Dave Munichiello of GV on investing across all stages at YC, the GitLab story (passed on Series B, backed it after), and Google as a permanent LP
Jun 11, 2025 with Dave Munichiello
Key Points
- GV passed on GitLab's Series B due to skepticism about its remote model and GitHub competition, then backed the company shortly after and remains a public shareholder, illustrating how GV treats rejected rounds as pauses rather than relationship endings.
- Google as GV's sole LP provides permanent capital with minimal oversight, freeing the firm from quarterly LP interrogation and investor-day cycles that consume most venture shops.
- GV applies Series A evaluation criteria to seed bets to manage signal risk, making it unable to scatter capital across 30 companies like dedicated seed programs, but positioning it to lead rounds in proven founders.
Summary
Dave Munichiello, managing partner at GV (Google Ventures), has been investing in AI and enterprise software for 13 years. His conversation at YC Demo Day 2025 covers GV's structural advantages, its multi-stage approach to YC, and where he sees the next wave of AI value accruing.
The GitLab lesson
GV passed on GitLab's Series B. The concerns at the time were the remote-only model — GitLab and WordPress were among the first companies to operate that way — and skepticism about competing with GitHub. GV backed the company shortly after the Series B and remains a public market shareholder today. Munichiello stepped off the floor to join the earnings call with the CEO and CFO just before this conversation. The pass-then-back story is a clean illustration of GV's stated posture: passing on a round is not a relationship ending, it is a pause.
Permanent capital, no LP pressure
Google is GV's sole LP. Munichiello describes it as essentially permanent capital — GV has a half-hour conversation with its LP every couple of years and faces none of the quarterly deal-flow interrogation that most GPs navigate. The tradeoff is that GV does not spend time on LP management, investor days, or communications cycles, which is why Munichiello says he cleared the appearance here with his comms team. That structure frees the firm to focus entirely on founders and other GPs.
Multi-stage investing at YC
GV writes checks across seed through public markets — they cite a $100M position in a public company in the same breath as seed bets at Demo Day. Series A and B are their sweet spot. Every year they run an event with YC founders a few weeks before Demo Day and stay close to the group partners. At Demo Day itself, they have met roughly 30 to 40 companies and expect to invest in a handful.
The constraint on seed activity is signal risk. When GV does an early-stage bet, Munichiello says they apply the same criteria they would use for a Series A lead — effectively asking whether they would lead the A if the company had metrics. That discipline means GV cannot scatter capital across 30 companies the way a dedicated seed program can.

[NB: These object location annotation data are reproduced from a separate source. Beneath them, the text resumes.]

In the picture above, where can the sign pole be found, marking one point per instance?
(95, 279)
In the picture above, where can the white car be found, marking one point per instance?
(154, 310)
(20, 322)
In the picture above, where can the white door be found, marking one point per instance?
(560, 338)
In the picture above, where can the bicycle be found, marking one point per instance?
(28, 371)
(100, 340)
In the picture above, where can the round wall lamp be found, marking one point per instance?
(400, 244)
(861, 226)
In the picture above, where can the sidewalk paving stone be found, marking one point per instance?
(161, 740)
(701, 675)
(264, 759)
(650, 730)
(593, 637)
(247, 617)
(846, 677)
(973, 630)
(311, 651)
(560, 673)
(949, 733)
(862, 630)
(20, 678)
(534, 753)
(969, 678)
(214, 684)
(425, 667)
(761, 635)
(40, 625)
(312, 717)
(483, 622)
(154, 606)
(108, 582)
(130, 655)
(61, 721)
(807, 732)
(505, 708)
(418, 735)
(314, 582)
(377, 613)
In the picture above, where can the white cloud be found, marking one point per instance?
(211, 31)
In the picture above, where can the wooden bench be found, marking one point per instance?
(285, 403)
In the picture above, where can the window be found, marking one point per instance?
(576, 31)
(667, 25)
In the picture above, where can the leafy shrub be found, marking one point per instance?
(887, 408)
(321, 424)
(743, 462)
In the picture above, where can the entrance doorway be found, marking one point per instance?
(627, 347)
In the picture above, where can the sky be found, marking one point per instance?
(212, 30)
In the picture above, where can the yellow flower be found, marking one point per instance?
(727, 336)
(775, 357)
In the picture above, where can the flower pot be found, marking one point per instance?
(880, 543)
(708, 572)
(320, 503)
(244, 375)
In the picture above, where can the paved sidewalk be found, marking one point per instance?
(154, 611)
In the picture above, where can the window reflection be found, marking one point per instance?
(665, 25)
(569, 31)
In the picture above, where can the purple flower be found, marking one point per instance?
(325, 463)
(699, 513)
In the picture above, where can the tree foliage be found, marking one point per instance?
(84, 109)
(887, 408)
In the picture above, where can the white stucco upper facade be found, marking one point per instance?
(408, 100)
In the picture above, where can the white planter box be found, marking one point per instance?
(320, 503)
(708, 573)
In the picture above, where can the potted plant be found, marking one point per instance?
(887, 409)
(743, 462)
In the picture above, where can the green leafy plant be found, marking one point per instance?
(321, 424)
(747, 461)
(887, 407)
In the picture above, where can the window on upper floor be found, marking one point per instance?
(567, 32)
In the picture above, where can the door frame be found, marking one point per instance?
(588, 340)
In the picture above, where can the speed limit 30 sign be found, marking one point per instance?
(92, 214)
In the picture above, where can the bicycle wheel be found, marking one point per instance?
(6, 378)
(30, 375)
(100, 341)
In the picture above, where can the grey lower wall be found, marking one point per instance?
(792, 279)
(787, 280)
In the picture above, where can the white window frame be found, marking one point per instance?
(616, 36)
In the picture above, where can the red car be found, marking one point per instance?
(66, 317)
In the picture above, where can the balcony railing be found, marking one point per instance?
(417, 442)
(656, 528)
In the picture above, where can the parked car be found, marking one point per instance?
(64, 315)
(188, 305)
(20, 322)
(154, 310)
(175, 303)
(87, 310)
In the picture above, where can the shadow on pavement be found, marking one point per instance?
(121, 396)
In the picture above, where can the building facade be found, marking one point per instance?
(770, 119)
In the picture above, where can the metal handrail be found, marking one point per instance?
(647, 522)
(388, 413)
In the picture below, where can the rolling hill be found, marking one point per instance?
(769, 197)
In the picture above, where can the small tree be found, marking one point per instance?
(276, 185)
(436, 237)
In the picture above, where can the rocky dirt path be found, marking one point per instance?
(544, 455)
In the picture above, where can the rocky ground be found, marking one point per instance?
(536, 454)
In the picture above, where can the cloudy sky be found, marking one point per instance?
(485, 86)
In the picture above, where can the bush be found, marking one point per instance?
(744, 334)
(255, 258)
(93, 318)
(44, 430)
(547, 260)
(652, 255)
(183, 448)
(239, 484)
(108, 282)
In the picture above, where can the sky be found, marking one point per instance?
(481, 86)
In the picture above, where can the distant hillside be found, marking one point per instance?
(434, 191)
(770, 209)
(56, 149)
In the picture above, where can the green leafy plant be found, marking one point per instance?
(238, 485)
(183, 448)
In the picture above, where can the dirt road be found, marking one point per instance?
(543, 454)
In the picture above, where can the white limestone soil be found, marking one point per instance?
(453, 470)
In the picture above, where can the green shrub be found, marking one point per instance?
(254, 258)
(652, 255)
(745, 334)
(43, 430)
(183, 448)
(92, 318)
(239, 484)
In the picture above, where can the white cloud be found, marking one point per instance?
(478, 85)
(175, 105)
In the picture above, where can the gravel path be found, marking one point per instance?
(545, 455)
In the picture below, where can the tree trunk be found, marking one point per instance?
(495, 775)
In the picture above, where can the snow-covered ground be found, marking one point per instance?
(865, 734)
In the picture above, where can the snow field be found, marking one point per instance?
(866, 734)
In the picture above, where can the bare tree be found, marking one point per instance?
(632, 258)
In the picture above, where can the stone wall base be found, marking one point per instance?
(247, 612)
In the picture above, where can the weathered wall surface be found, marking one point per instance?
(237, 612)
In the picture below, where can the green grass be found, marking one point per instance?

General Catalyst, by contrast, runs a separate seed program that lets it categorize early bets differently and manage signal risk independently.

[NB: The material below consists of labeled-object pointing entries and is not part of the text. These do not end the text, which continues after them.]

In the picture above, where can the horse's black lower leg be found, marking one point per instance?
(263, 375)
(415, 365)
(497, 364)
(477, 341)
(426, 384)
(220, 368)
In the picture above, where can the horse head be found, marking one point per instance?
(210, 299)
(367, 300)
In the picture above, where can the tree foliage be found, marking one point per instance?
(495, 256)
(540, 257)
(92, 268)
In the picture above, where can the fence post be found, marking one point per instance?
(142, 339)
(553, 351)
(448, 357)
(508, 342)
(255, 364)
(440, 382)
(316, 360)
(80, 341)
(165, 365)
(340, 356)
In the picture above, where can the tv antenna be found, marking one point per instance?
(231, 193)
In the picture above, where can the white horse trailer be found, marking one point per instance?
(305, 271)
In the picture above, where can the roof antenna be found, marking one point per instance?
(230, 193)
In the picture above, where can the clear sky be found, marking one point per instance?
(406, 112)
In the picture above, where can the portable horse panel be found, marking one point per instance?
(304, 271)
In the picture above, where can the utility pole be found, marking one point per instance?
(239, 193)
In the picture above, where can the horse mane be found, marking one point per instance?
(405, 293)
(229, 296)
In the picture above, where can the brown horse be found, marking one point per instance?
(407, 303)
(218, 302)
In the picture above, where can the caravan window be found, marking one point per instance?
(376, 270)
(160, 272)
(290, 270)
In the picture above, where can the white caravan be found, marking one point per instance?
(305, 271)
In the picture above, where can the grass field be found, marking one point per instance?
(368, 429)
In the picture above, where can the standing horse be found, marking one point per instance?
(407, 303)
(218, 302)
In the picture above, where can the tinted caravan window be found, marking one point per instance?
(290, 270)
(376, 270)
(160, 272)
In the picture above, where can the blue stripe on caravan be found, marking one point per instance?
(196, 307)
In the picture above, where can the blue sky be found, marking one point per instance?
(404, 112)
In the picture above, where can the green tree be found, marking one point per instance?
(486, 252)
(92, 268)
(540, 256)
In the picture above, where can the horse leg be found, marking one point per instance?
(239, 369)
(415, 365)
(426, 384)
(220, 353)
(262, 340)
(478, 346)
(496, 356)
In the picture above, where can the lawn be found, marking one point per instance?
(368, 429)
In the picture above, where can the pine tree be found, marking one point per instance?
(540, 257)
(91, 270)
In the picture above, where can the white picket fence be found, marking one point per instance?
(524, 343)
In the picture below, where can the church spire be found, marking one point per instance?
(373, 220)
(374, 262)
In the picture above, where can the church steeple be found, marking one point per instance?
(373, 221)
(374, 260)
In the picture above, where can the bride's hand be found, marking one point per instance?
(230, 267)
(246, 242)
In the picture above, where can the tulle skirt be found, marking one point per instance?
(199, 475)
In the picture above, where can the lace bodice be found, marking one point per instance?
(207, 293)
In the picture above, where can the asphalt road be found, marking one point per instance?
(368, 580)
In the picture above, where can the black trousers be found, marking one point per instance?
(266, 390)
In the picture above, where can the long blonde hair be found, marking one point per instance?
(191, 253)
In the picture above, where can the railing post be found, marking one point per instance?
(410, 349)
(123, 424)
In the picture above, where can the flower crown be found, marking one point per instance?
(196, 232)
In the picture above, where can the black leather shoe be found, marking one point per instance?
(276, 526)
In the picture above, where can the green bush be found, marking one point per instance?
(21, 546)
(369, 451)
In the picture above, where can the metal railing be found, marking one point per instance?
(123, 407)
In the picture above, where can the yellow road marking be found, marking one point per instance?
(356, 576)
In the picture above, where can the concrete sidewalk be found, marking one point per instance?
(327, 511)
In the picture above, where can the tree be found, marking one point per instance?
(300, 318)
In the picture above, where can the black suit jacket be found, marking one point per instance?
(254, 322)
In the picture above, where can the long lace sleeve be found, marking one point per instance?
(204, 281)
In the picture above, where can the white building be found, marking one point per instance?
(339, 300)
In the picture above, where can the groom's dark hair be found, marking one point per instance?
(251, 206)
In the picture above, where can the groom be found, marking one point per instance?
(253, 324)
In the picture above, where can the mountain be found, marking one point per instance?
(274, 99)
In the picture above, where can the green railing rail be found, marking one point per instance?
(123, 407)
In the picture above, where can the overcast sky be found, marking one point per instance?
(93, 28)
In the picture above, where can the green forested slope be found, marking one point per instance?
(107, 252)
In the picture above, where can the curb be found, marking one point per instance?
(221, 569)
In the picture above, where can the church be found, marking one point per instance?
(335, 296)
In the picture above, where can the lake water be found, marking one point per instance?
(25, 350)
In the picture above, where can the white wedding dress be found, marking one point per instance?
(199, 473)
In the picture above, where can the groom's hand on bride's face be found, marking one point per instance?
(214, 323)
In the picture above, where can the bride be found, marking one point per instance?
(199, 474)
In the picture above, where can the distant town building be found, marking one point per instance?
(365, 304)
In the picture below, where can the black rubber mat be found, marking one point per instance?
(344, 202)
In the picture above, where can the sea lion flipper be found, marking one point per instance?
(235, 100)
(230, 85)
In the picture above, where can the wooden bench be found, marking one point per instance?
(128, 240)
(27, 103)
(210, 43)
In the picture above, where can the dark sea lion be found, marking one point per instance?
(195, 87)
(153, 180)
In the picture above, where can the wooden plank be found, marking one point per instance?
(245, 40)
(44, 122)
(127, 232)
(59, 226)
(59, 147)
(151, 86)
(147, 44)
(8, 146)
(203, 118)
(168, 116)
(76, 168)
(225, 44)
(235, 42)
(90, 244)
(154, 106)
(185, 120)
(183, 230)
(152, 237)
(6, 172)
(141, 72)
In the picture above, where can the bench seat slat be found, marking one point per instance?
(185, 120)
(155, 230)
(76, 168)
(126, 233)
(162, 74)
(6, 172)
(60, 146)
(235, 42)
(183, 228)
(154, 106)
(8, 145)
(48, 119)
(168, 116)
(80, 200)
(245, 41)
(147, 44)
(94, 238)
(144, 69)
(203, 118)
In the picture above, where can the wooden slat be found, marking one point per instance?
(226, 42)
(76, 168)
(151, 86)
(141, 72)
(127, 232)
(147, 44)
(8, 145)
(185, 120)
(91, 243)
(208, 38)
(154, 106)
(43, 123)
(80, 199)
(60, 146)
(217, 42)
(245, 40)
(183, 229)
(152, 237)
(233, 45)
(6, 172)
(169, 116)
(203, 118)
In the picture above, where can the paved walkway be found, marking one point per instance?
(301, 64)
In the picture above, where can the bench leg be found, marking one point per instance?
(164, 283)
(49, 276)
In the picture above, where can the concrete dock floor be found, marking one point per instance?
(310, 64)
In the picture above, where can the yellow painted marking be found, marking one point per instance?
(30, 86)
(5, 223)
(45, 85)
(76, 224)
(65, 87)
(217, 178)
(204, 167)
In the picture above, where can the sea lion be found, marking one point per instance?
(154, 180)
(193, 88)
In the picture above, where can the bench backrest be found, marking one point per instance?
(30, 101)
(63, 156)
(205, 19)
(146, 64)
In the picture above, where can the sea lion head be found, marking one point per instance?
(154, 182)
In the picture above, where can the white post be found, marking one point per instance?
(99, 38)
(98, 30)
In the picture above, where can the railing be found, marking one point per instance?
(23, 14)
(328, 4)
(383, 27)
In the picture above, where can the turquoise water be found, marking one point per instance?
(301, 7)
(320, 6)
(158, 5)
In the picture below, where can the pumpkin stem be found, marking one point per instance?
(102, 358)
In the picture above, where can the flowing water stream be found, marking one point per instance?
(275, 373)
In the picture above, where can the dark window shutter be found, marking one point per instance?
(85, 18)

On Demo Day heat specifically, Munichiello is relaxed. The hottest companies at Demo Day do not reliably become the highest-revenue companies over two or three years. He notes a founder in the current batch raised nearly $8 million in uncapped convertible notes, which he frames as a sign of founder quality attracting enthusiasm — but also as a structure that is genuinely hard to evaluate given only three months of operating data.

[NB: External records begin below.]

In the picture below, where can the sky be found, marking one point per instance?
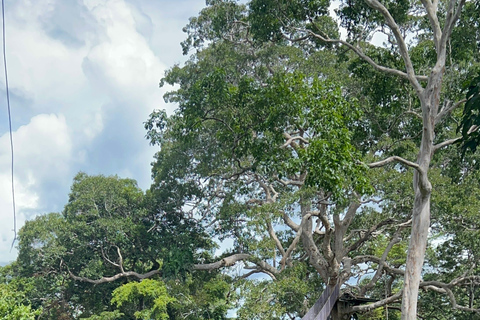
(83, 77)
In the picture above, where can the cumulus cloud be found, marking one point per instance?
(42, 156)
(83, 77)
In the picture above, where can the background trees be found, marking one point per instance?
(301, 149)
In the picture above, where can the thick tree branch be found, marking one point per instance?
(452, 141)
(447, 110)
(395, 239)
(378, 304)
(431, 9)
(402, 46)
(369, 258)
(275, 239)
(398, 159)
(368, 234)
(366, 58)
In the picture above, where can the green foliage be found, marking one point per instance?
(294, 292)
(14, 305)
(146, 300)
(471, 118)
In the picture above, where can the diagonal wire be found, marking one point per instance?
(9, 124)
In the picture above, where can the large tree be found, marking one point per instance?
(262, 145)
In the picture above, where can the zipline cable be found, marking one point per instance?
(9, 124)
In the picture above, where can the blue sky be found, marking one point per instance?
(83, 78)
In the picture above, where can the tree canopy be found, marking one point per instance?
(324, 159)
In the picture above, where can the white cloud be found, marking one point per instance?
(42, 152)
(84, 76)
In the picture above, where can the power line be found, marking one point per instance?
(9, 124)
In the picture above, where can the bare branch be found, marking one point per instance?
(378, 304)
(446, 143)
(447, 110)
(452, 16)
(452, 141)
(369, 258)
(115, 277)
(398, 159)
(375, 4)
(289, 222)
(431, 9)
(273, 235)
(378, 273)
(231, 260)
(368, 234)
(290, 140)
(366, 58)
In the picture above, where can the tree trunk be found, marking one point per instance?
(429, 98)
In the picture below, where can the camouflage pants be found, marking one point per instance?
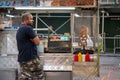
(31, 69)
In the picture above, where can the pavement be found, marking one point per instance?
(109, 69)
(110, 66)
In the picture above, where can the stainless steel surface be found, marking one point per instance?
(58, 62)
(58, 75)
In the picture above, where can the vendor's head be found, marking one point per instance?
(83, 30)
(27, 19)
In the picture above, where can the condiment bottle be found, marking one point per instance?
(79, 57)
(76, 57)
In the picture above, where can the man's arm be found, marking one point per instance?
(36, 40)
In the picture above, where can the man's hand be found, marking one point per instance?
(36, 40)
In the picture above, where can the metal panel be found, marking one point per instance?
(58, 75)
(8, 42)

AI as sustaining and disruptive simultaneously
Munichiello rejects the binary framing of AI as either good for incumbents or good for startups. The internet was good for established companies that adapted and for entirely novel ones; AI can do both. His portfolio examples span vertical AI — Harvey in legal, Sierra and Decagon in customer support, unnamed medical AI companies — but his more open question is what comes after single-function replacement. Replacing one human is tractable; replacing a whole functional team simultaneously, cross-functionally, is the harder and more interesting problem.
He echoes a framing attributed to Dylan Patel: consumer LLMs and code generation were the first two large AI revenue categories, and business automation is the third. The agents framing he considers somewhat simplistic — the more interesting version is autonomous systems that do not interact like a regular employee at all.
On the Mag 7, his position is straightforward: big tech went from hundreds of billions to trillions in market cap, and there is room for the landscape to expand further rather than consolidate. The 49% investment structure — a reference to deals like the Windsurf structure — he reads as the new M&A, a way to capture talent and optionality without a full acquisition.